A Cornell University study (Hertl et. al.) published in the March 2018 Journal of Dairy Science examined the effect of clinical mastitis occurring in the first 100 days of the first lactation on the future rate of clinical mastitis and on the length of productive life.
Researchers examined data from 55,144 lactations from 24,831 Holstein cows on five New York dairies ranging from January 2004 to February 2014. Only cows that had completed their productive life, therefore had been culled, sold or died, were included in the analysis.

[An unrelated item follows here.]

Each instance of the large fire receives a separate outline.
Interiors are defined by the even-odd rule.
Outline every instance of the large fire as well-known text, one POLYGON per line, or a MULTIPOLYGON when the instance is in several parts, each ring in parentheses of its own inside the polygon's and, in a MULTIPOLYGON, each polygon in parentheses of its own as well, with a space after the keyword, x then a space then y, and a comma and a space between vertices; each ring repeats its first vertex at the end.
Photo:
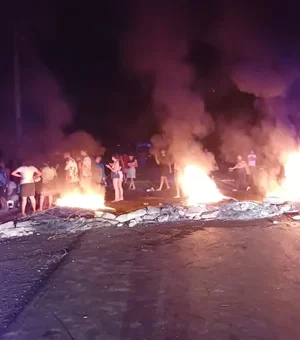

Cows experienced between zero and four cases of clinical mastitis in the first 100 days of the first lactation. Over their lifetime, cows experienced between zero and 25 cases. During the study, 10% of all cows died and nearly half of all cows were culled. The average length of productive life was two years after first calving.
Compared with cows having no cases of clinical mastitis in their first 100 days of lactation, cows with one clinical case in that period had a 1.5- times higher rate of total number of clinical mastitis cases over their lifetime. Cows with two cases had a 1.7-times higher rate, and cows with three or more cases had 2.6-times higher rate of cases over their lifetime.
For each additional case of clinical mastitis occurring in the first 100 days of lactation one, the hazard rate of culling increased by 34%.
The researchers state given the current impact of economic conditions on the preferential culling of mastitic cows, these findings might help producers make better decisions with regard to culling these animals.
Note: This story ran in the March 2018 magazine issue of Dairy Herd Management.